Mr Bright Simons, the Vice President of IMANI, said the new system was expensive and could reduce the quality of elections due to limited time.
Speaking at a press briefing in Accra on Tuesday, Mr Simons said the Commission had limited time to go through technical processes such as system configuration and rigorous testing before it was deployed for the registration and elections.
He expressed concern over EC’s decision to sole-source the software contract, saying it was a recipe for bribery and corruption.
“The system they are going to procure is new and there will not be enough time to go through all the technical configurations such as field testing before the elections day.

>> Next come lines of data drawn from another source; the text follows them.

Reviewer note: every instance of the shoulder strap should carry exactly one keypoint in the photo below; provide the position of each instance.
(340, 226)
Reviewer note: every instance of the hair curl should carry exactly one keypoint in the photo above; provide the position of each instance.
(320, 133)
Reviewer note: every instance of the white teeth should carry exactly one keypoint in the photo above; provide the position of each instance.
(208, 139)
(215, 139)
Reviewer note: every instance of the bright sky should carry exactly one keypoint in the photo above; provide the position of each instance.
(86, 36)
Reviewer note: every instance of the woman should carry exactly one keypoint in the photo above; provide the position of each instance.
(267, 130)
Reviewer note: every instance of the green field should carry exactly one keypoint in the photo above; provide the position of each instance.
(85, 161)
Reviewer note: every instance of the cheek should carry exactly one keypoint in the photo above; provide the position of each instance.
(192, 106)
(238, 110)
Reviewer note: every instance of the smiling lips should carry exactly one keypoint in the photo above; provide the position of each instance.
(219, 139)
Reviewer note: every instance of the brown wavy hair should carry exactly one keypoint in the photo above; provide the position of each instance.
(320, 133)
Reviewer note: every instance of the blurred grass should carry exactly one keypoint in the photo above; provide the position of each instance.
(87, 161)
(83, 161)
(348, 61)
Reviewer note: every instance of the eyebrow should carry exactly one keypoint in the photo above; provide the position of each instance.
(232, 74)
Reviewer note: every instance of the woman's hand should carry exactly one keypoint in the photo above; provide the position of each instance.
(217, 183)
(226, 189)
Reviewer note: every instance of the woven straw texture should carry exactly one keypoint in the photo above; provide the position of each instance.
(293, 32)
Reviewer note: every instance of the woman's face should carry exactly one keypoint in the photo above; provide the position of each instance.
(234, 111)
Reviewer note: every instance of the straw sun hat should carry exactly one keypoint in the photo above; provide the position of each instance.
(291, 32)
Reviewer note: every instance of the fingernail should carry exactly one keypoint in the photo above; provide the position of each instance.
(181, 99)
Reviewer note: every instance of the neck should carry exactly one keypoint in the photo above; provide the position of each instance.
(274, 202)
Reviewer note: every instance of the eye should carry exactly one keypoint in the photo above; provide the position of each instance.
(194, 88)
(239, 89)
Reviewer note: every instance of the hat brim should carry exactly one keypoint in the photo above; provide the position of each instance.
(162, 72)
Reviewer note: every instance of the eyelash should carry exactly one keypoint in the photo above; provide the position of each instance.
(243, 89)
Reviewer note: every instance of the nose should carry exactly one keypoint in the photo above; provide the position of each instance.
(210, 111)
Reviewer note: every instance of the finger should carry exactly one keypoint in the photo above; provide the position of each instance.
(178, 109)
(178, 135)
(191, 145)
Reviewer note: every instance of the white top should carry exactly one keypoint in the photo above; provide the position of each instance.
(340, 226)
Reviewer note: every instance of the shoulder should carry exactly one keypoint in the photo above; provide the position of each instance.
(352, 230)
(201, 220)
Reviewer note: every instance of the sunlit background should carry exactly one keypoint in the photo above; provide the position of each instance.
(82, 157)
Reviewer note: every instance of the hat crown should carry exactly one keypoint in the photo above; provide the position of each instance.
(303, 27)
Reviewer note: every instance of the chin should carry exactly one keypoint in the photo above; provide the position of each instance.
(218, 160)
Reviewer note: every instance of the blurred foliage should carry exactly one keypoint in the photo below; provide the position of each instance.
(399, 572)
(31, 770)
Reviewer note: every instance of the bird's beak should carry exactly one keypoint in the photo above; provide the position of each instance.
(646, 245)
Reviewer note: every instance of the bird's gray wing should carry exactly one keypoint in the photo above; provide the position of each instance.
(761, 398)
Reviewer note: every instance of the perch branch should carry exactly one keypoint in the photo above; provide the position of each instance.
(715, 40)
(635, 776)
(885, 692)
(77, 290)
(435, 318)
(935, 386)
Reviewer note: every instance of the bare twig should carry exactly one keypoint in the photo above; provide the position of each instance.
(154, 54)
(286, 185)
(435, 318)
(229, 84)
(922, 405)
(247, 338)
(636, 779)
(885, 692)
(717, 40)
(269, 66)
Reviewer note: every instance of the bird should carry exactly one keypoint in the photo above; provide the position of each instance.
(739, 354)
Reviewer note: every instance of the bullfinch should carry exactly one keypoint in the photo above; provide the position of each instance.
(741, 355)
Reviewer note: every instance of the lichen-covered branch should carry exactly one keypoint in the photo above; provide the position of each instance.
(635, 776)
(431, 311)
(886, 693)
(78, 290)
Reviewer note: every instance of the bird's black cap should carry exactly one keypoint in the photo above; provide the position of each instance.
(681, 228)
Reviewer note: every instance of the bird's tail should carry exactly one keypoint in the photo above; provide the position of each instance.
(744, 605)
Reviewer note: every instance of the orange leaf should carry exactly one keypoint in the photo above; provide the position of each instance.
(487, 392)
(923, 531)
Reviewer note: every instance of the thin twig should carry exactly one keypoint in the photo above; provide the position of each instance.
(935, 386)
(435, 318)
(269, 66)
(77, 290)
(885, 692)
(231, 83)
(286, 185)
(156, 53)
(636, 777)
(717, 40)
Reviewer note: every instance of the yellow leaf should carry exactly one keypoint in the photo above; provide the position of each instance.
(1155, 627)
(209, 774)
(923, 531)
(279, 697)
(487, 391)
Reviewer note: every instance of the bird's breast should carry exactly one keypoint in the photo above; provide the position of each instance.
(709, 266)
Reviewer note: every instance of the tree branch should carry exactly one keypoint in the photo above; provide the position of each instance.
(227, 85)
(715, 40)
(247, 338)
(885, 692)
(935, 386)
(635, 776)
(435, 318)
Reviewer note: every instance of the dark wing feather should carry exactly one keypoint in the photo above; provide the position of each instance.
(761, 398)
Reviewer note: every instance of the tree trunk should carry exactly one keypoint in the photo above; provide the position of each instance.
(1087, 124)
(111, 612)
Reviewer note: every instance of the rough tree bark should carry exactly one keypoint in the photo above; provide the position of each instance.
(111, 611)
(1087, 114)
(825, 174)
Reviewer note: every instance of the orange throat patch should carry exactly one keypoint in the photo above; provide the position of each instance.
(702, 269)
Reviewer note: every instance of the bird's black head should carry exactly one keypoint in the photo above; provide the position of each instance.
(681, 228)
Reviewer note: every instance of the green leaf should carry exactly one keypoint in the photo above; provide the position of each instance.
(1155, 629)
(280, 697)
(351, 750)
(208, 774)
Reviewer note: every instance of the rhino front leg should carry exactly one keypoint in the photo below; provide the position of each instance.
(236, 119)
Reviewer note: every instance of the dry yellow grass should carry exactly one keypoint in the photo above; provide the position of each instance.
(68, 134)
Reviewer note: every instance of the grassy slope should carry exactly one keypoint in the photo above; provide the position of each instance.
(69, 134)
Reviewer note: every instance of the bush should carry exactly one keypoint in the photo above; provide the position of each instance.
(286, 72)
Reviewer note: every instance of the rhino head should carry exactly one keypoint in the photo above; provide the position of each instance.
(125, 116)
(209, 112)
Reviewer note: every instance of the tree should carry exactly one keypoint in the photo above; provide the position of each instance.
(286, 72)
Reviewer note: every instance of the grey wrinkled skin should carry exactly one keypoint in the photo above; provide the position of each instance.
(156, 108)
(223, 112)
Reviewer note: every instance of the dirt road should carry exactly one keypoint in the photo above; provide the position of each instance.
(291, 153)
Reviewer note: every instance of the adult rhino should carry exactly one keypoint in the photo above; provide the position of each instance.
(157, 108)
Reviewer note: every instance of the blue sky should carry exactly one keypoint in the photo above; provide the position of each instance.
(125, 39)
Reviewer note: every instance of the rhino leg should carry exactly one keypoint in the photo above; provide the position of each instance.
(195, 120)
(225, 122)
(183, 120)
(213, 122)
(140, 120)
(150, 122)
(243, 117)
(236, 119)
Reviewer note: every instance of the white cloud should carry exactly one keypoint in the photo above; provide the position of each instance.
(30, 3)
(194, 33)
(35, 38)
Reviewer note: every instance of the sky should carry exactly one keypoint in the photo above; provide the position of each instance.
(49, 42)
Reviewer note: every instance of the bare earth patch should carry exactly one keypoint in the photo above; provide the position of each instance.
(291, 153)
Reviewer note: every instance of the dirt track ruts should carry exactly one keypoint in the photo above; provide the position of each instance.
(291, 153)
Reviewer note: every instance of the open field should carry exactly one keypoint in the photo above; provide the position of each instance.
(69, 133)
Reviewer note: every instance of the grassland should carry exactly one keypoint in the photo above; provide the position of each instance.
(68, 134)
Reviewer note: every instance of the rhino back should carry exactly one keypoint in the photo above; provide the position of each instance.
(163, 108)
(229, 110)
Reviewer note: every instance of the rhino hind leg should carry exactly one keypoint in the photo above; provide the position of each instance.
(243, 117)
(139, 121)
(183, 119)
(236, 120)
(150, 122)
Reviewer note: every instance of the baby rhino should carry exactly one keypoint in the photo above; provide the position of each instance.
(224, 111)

For the old system we already know the challenges and we have been using it since 2012,” he said.
Mr Simons suggested that the EC replaced the broken down equipment to augment the already existing ones to reduce cost.
Touching on the EC’s plan to carry out a mass registration in April, the Vice President expressed concern over the cost the country would incur and, therefore, entreated the electoral management body to rather focus on registering fresh voters to reduce cost.
“EC’s claims that it will cost just $56 million to procure a new system whilst the cost of refreshing and maintaining the existing one would cost $74 million are inaccurate because a tender recently completed by the EC has revealed that the EC plans to spend $72 million on hardware alone,” he said.
“IMANI believes that by the time the software and services are added the total costs for technology alone will amount to $80 million.”
“Compared to a limited registration to capture just those not on the voters’ register, a fresh mass registration shall cost $50 million.”
“However, refreshing the existing technology at competitive prices will cost just about $15 million. Hence the total loss to Ghana of the EC’s actions amount to $150 million, if one factors in contingency….” Mr Simons added.
There has been heightened interest in recent times over the EC’s decision to procure new software and compile a new voters’ register for the 2020 general election.
Many Civil Society Organisations and political parties, particularly the National Democratic Congress, have taken a firm opposition to the decision.